Branan is a much nicer person than his father, and the story does address the fact that Samson was a jerk. Branan does not kill (never outright stated but it’s pretty obvious) which comes back to bite him a couple of times. He seems to have his father’s strength and appetite, but not Samson’s love of booze or lust.
Saphira is more oblivious than evil. About halfway through volume two, she learns that slavery is bad, and gives letters of manumission to her slaves. She thinks that because she’s never mistreated them, the former slaves will stick around out of loyalty. While it’s true Saphira has never abused her slaves, she’s never done anything to earn their loyalty either, and she finds herself stuck in the middle of a journey with no clue how to do anything for herself.
Delilah, on the other hand, is out for herself at any cost–even getting her daughter to do her dirty work. And still very physically attractive.

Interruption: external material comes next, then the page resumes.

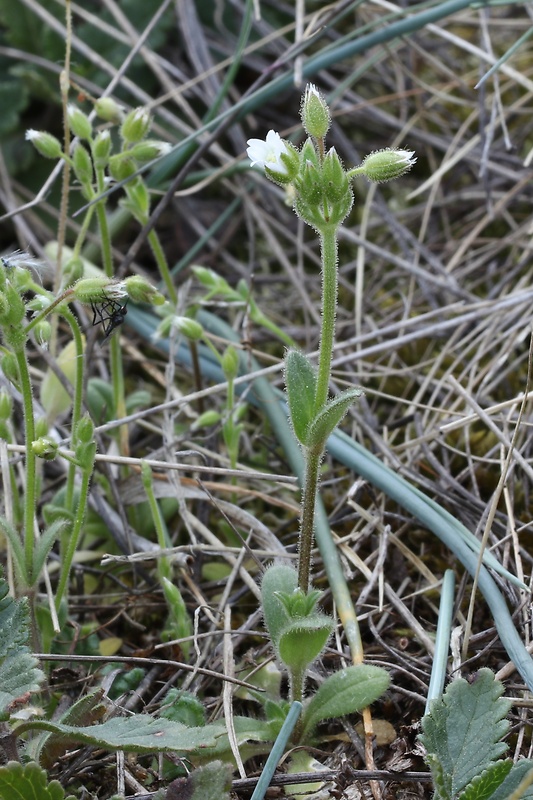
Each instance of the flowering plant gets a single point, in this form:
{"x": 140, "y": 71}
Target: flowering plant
{"x": 322, "y": 197}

The art does not try to be manga-style, which is a relief. It is well suited to the humorous bits, such as the splash page of Branan and Uzal fleeing in terror in volume one. There’s a number of backup features, including maps, discussions of the various terms, and a quick look at how Samson might not have been a handsome muscleman at all. (The Bible mentions his great strength, not his physique.) Some non-Christian readers may find the Bible citations annoying.
Overall, this is a pretty good series, though clearly not for everyone.